CA Reims, ch. soc., 17 mai 1989, n° 2554-88

REIMS

Arrêt

Infirmation

PARTIES

Demandeur :

Michaud

Défendeur :

Ethnor (SA)

COMPOSITION DE LA JURIDICTION

Président :

M. Crutz

Conseillers :

MM. Marzi, Heintz

Avocats :

Mes Badre, Tremblay

Cons. prud'h. Reims, sect. encadr., du 9…

9 novembre 1988

LA COUR, autrement composée, rend l'arrêt suivant,

Stéphane Michaud a régulièrement en la forme relevé appel d'un jugement du Conseil de prud'hommes de Reims du 9 novembre 1988 qui avait condamné la société Ethnor à lui payer une somme de 26 000 F à titre d'indemnité de clientèle et au soutien de son recours fait valoir, qu'en réalité celle-ci doit être calculée en fonction du préjudice subi et expose :

- l'expert avait proposé 3 solutions dont une seule a été retenue sans aucune motivation par le conseil de prud'hommes, alors qu'il aurait dû appliquer les dispositions de l'article 751-9 du Code du travail, en réparation du préjudice subi à la suite de la rupture des relations de travail entraînant un chômage de 13 mois,

- que des diverses méthodes d'évaluation proposées, il convient de retenir le principe de la première qui a pris en compte les commissions perçues pendant les années précédant la cessation d'activité.

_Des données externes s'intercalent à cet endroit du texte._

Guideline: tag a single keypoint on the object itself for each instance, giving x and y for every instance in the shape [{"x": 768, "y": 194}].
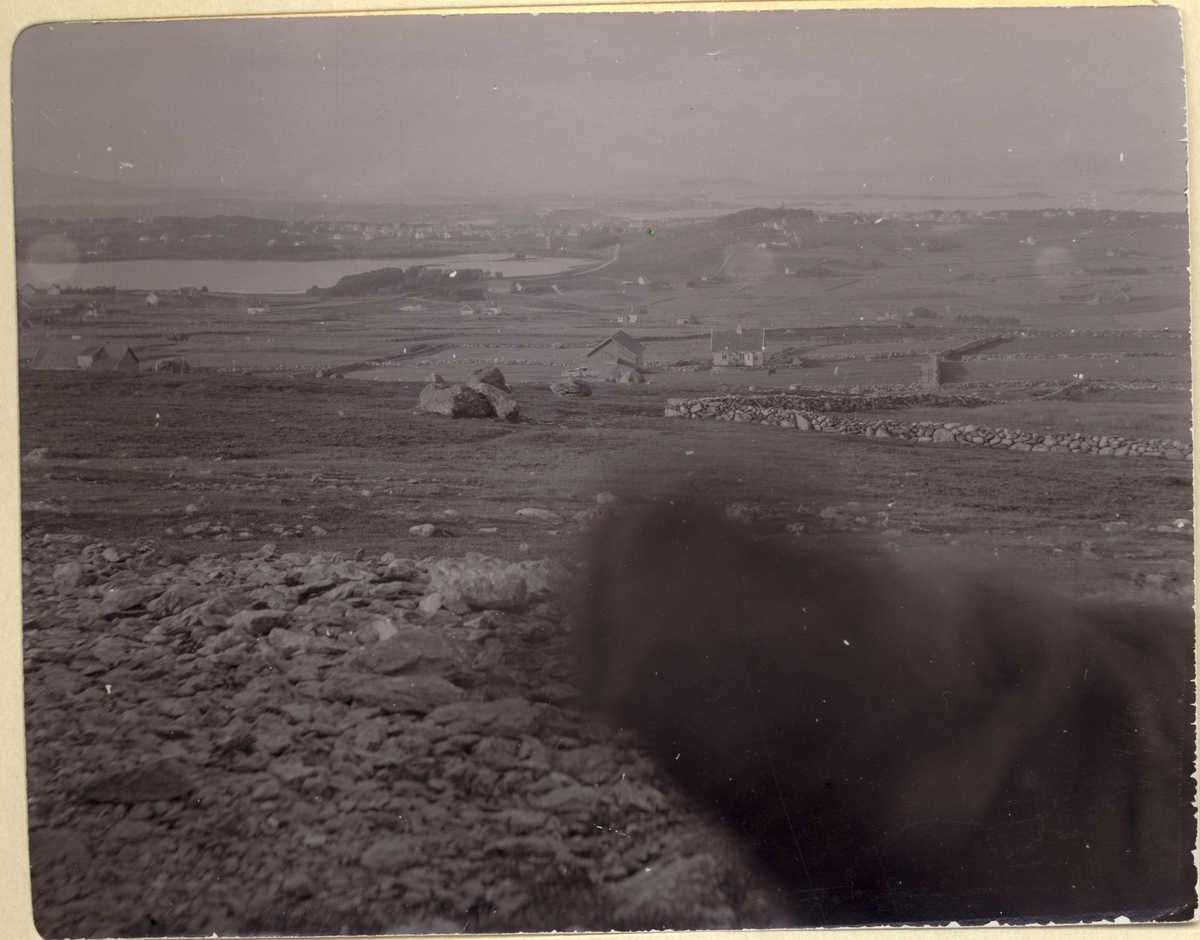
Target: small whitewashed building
[{"x": 742, "y": 347}]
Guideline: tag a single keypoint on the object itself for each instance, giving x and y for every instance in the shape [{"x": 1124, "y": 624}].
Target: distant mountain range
[{"x": 40, "y": 195}]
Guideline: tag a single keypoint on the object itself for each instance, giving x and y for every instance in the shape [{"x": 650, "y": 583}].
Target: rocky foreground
[{"x": 319, "y": 743}]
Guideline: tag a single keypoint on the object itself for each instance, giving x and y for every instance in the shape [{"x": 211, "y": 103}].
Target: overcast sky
[{"x": 953, "y": 101}]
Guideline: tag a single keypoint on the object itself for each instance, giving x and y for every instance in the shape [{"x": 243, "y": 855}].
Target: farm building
[
  {"x": 53, "y": 357},
  {"x": 94, "y": 357},
  {"x": 619, "y": 349},
  {"x": 739, "y": 347}
]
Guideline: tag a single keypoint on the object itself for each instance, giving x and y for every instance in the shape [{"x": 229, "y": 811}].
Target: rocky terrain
[{"x": 329, "y": 743}]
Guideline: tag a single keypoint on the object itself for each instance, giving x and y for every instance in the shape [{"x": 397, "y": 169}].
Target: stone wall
[{"x": 828, "y": 415}]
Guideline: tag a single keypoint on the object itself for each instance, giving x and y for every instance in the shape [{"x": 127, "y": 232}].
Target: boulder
[
  {"x": 545, "y": 576},
  {"x": 408, "y": 647},
  {"x": 483, "y": 582},
  {"x": 455, "y": 401},
  {"x": 541, "y": 515},
  {"x": 490, "y": 376},
  {"x": 149, "y": 783},
  {"x": 503, "y": 405},
  {"x": 682, "y": 893},
  {"x": 571, "y": 387},
  {"x": 394, "y": 694}
]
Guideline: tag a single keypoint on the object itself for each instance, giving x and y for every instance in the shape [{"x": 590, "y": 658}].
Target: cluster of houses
[{"x": 91, "y": 358}]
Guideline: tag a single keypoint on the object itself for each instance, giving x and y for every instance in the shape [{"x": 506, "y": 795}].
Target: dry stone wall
[{"x": 829, "y": 415}]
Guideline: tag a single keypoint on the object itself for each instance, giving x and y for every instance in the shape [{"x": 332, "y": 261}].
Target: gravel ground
[{"x": 329, "y": 743}]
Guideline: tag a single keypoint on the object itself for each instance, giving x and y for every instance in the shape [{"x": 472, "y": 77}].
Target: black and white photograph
[{"x": 390, "y": 560}]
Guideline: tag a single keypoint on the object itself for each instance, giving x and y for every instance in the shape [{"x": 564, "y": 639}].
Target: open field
[
  {"x": 127, "y": 455},
  {"x": 267, "y": 478}
]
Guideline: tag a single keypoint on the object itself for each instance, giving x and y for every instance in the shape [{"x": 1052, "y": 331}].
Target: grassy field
[
  {"x": 265, "y": 447},
  {"x": 145, "y": 456}
]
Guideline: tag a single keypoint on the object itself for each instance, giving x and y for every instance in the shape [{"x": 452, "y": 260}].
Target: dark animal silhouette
[{"x": 901, "y": 746}]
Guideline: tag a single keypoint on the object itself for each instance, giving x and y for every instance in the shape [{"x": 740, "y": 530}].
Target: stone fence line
[{"x": 797, "y": 413}]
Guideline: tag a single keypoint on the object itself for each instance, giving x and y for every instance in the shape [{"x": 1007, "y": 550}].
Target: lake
[{"x": 263, "y": 276}]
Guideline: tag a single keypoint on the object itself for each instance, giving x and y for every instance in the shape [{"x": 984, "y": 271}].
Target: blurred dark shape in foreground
[{"x": 897, "y": 744}]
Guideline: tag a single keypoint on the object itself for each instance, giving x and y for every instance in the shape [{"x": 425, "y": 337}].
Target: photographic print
[{"x": 609, "y": 471}]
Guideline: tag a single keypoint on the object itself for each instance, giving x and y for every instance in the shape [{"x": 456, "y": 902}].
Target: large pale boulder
[
  {"x": 571, "y": 387},
  {"x": 503, "y": 405},
  {"x": 480, "y": 581},
  {"x": 455, "y": 401},
  {"x": 491, "y": 376}
]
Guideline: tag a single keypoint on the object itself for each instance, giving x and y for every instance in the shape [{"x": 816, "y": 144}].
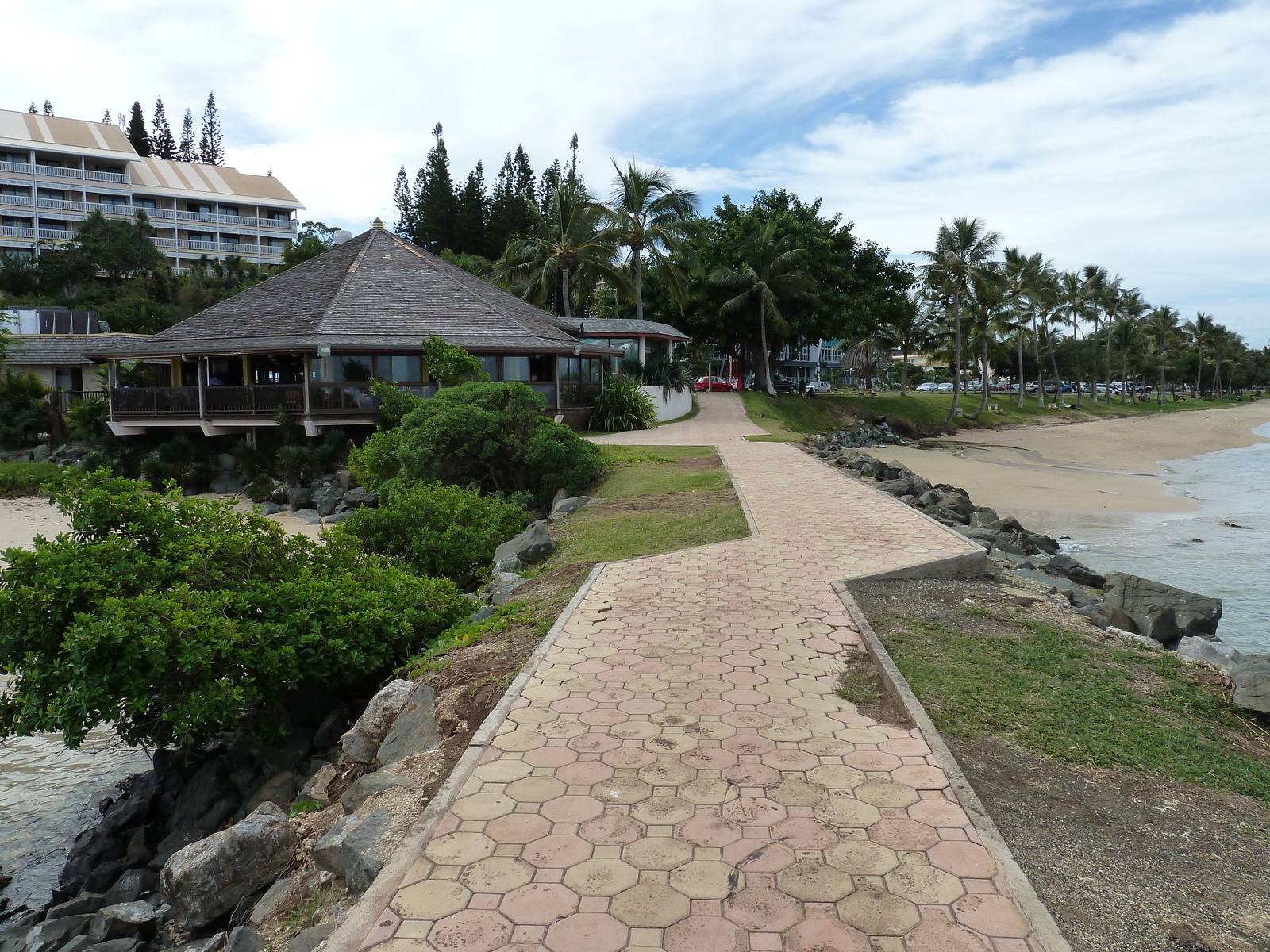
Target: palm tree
[
  {"x": 768, "y": 277},
  {"x": 962, "y": 251},
  {"x": 648, "y": 216},
  {"x": 565, "y": 251},
  {"x": 1161, "y": 328}
]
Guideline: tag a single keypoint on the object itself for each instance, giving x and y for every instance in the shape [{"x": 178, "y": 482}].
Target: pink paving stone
[
  {"x": 705, "y": 933},
  {"x": 550, "y": 757},
  {"x": 572, "y": 809},
  {"x": 921, "y": 777},
  {"x": 963, "y": 858},
  {"x": 556, "y": 852},
  {"x": 587, "y": 932},
  {"x": 759, "y": 856},
  {"x": 539, "y": 903},
  {"x": 518, "y": 828},
  {"x": 826, "y": 936},
  {"x": 584, "y": 774},
  {"x": 471, "y": 931},
  {"x": 991, "y": 914}
]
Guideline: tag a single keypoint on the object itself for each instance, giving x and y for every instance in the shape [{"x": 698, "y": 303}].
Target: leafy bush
[
  {"x": 622, "y": 405},
  {"x": 437, "y": 530},
  {"x": 29, "y": 479},
  {"x": 495, "y": 438},
  {"x": 23, "y": 410},
  {"x": 177, "y": 619}
]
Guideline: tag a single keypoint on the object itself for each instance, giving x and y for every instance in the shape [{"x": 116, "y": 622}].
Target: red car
[{"x": 715, "y": 384}]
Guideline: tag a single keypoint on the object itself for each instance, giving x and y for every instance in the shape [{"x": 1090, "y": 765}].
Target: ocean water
[{"x": 1223, "y": 550}]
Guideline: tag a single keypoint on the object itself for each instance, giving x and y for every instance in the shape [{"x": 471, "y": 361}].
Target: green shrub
[
  {"x": 29, "y": 479},
  {"x": 177, "y": 619},
  {"x": 622, "y": 405},
  {"x": 437, "y": 530},
  {"x": 495, "y": 438}
]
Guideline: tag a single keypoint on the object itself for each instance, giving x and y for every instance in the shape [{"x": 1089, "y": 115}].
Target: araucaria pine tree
[
  {"x": 211, "y": 146},
  {"x": 137, "y": 135},
  {"x": 162, "y": 143},
  {"x": 187, "y": 152}
]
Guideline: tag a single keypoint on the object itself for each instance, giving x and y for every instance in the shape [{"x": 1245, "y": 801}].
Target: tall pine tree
[
  {"x": 187, "y": 152},
  {"x": 436, "y": 202},
  {"x": 137, "y": 135},
  {"x": 162, "y": 143},
  {"x": 471, "y": 215},
  {"x": 211, "y": 146}
]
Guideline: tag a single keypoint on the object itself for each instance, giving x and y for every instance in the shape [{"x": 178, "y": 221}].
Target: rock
[
  {"x": 277, "y": 899},
  {"x": 531, "y": 546},
  {"x": 1214, "y": 653},
  {"x": 503, "y": 585},
  {"x": 311, "y": 939},
  {"x": 281, "y": 789},
  {"x": 362, "y": 743},
  {"x": 1251, "y": 682},
  {"x": 52, "y": 933},
  {"x": 300, "y": 498},
  {"x": 83, "y": 904},
  {"x": 1162, "y": 612},
  {"x": 1064, "y": 564},
  {"x": 360, "y": 497},
  {"x": 210, "y": 877},
  {"x": 370, "y": 784},
  {"x": 131, "y": 886},
  {"x": 352, "y": 848},
  {"x": 414, "y": 729},
  {"x": 124, "y": 920}
]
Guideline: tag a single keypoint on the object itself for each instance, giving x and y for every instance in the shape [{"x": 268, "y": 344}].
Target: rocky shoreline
[{"x": 1138, "y": 611}]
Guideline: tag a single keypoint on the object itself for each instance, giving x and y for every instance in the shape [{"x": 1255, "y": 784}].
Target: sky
[{"x": 1127, "y": 133}]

Et Stéphane Michaud demande à la cour d'infirmer le jugement déféré et de condamner la société Ethnor à lui payer une somme de 250 000 F à titre d'indemnité de clientèle ou subsidiairement celle de 125 000 F outre une indemnité de 10 000 F au titre de l'article 700 du Code de procédure civile.

La société Ethnor répond :

- que le VRP réclame une indemnité de clientèle comportant à la fois la compensation du chiffre d'affaires réalisé et le préjudice subi par 13 mois de chômage ; que l'expert a analysé trois méthodes d'évaluation de l'indemnité réclamée, la première correspondant à deux années de commissions, inapplicable en l'espèce ; la seconde reposant sur une présomption d'évolution du chiffre d'affaires ; la dernière, plus satisfaisante, correspondant à l'indemnité conventionnelle de rupture qui peut être retenue.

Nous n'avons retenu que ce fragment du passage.